À l’inverse, ils ont bien mieux maîtrisé la capture du tireur prêt à réitérer son coup. C’est par la parole et sans aucune utilisation de la violence que le Green Arrow finit par l’apaiser et empêcher son suicide. Il sauve ainsi Star City non par les actes héroïques qu’il a accomplis sous sa capuche, mais en tant que maire. Une belle leçon d’humilité de la part d’une série et d’un super-héros qui avaient tendance à défendre l’adage “la fin justifie les moyens”.

Au final, Oliver et la députée républicaine rédigeront un accord qui assure la sécurité des citoyens tout en respectant la Constitution des États-Unis. Mais alors qu’on s’attendait à en voir la nature, ne serait-ce qu’une idée de ce texte de réforme, l’épisode se termine sans véritable solution apportée au débat qu’il a ouvert au début de “Spectre of the Gun”. C’est comme si les scénaristes n’avaient pas voulu assumer leur parti pris. C’est dommage, car à la surprise de cet épisode audacieux, nous ne retiendrons qu’un semblant de plaidoyer inachevé.

La parole comme meilleure arme

Rares sont les épisodes d’Arrow où le dialogue surclasse l’action. Et pourtant, les seuls véritables moments musclés de “Spectre of the Gun” ont lieu au cours des fusillades de la mairie et du foyer de Rene. Le fait est que cet épisode apporte une note d’optimisme sur l’importance de discuter, d’écouter, de débattre de la culture et des opinions avec autrui.

Dans Arrow, une dispute dévoile au spectateur une Felicity résignée qui n’hésite pas à signaler son avis tranché sur la nature des débats politiques d’aujourd’hui : ils sont infructueux voire malveillants. Ce à quoi, avec beaucoup de naïveté mais une volonté sincère, Curtis répond que les citoyens ont oublié d’écouter et de croire en leurs convictions.

Le message est élégant mais loin d’être convaincant quand on connaît le background violent du show et surtout les tendances libérales et conservatrices d’Oliver, qui tuait sans hésiter lors des premières saisons. Sans oublier les méthodes de ses sidekicks Diggle et Rene, qui deux épisodes avant tiraient à vue avec des revolvers en combattant Prometheus…

À la fin de l’épisode, le maire de Star City avance le proverbe “seuls les cons ne changent pas d’avis”. Les scénaristes concluent sur une poignante scène d’hommage aux victimes de la fusillade, qui s’apparente plus que jamais dans l’esprit des spectateurs français à une scène qu’on a trop souvent vécue après les attentats du 13 novembre 2015 et les attaques dans des lieux publics pendant l’été 2016 pour les Américains.

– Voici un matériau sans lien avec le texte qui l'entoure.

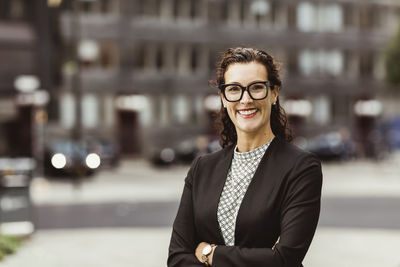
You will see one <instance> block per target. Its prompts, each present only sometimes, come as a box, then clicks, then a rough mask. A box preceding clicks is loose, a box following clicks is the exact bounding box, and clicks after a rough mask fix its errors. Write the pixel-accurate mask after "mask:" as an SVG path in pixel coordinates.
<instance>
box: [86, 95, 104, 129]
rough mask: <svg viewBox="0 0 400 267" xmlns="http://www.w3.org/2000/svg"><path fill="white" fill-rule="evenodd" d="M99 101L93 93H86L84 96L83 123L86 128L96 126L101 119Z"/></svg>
mask: <svg viewBox="0 0 400 267" xmlns="http://www.w3.org/2000/svg"><path fill="white" fill-rule="evenodd" d="M99 111H100V110H99V103H98V100H97V97H96V96H95V95H93V94H87V95H84V96H83V98H82V125H83V127H85V128H94V127H96V126H97V125H98V121H99V116H98V114H99Z"/></svg>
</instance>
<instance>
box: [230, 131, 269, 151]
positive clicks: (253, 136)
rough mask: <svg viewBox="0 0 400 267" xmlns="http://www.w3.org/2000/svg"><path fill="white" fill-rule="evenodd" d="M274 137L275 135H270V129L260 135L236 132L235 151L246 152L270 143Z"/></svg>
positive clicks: (244, 132)
mask: <svg viewBox="0 0 400 267" xmlns="http://www.w3.org/2000/svg"><path fill="white" fill-rule="evenodd" d="M274 137H275V135H274V134H273V133H272V131H271V129H269V131H266V132H263V133H262V134H259V133H258V134H252V133H246V132H240V133H239V132H238V138H237V149H238V151H239V152H248V151H251V150H254V149H256V148H257V147H259V146H262V145H263V144H265V143H267V142H268V141H271V140H272V139H273V138H274Z"/></svg>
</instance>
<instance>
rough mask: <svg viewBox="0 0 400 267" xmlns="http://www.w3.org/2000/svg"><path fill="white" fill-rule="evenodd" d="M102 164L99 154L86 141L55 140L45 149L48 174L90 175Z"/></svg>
mask: <svg viewBox="0 0 400 267" xmlns="http://www.w3.org/2000/svg"><path fill="white" fill-rule="evenodd" d="M100 165H101V158H100V156H99V154H97V153H96V152H94V151H92V150H90V148H89V146H88V144H87V143H86V142H77V141H74V140H55V141H53V142H51V143H50V144H48V145H47V146H46V149H45V174H46V175H48V176H75V177H82V176H89V175H91V174H93V173H94V172H95V171H96V169H98V168H99V167H100Z"/></svg>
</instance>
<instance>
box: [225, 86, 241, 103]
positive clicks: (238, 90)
mask: <svg viewBox="0 0 400 267" xmlns="http://www.w3.org/2000/svg"><path fill="white" fill-rule="evenodd" d="M241 94H242V88H240V86H238V85H228V86H226V87H225V97H226V99H227V100H229V101H238V100H239V99H240V96H241Z"/></svg>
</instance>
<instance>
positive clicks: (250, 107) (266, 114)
mask: <svg viewBox="0 0 400 267" xmlns="http://www.w3.org/2000/svg"><path fill="white" fill-rule="evenodd" d="M216 82H217V85H218V88H219V89H220V91H219V94H220V96H221V100H222V103H223V107H221V111H220V115H221V121H222V125H223V127H222V129H221V143H222V146H223V149H222V150H220V151H218V152H215V153H212V154H209V155H205V156H202V157H199V158H197V159H196V160H195V161H194V163H193V164H192V167H191V168H190V170H189V172H188V175H187V177H186V179H185V187H184V190H183V195H182V199H181V203H180V206H179V210H178V214H177V216H176V219H175V221H174V225H173V231H172V237H171V243H170V247H169V257H168V266H170V267H180V266H182V267H183V266H184V267H191V266H193V267H194V266H204V265H212V266H216V267H239V266H241V267H242V266H246V267H258V266H260V267H261V266H264V267H267V266H271V267H278V266H290V267H299V266H303V265H302V261H303V258H304V256H305V254H306V252H307V250H308V247H309V246H310V243H311V240H312V238H313V235H314V232H315V229H316V226H317V223H318V218H319V212H320V199H321V186H322V173H321V165H320V162H319V161H318V160H317V159H316V158H315V156H313V155H312V154H310V153H308V152H305V151H302V150H300V149H298V148H297V147H295V146H293V145H291V144H289V142H290V141H291V139H292V137H291V135H290V130H289V129H288V127H287V123H286V117H285V115H284V112H283V110H282V108H281V107H280V105H279V97H278V95H279V89H280V87H281V80H280V78H279V72H278V68H277V66H276V64H275V62H274V60H273V58H272V57H271V56H270V55H268V54H267V53H265V52H264V51H261V50H257V49H253V48H234V49H228V50H227V51H226V52H225V53H224V54H223V56H222V59H221V61H220V62H219V65H218V69H217V81H216Z"/></svg>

Mais une fois encore, le discours final délivré par Oliver devient presque indécent quand il conclut avec “il faut continuer à faire preuve de bravoure”, sans apporter une seule solution à ses concitoyens, abattus face aux morts engendrées par la libre circulation des armes en Amérique.

Finalement, à travers cet épisode, Arrow démontre peut-être les limites des sujets critiquables dans les comics. Dès leur apparition dans les années 1940, les écuries DC et Marvel avaient pour objectif d’encourager les lecteurs dans une époque sombre ravagée par la Seconde Guerre mondiale.

On pouvait alors voir Superman et Captain America frapper Hitler sur les pages de couverture, alors que de véritables personnes combattaient et mourraient pour leur survie. Malheureusement, il ne suffit pas d’une flèche ou d’un batarang bien placés pour mettre un terme aux agissements de super-vilains quand il s’agit d’êtres humains. Un épisode audacieux donc, mais qui manque cruellement de crédibilité.

En France, la saison 5 d’Arrow est diffusée sur la plateforme MyTF1VOD en US+24.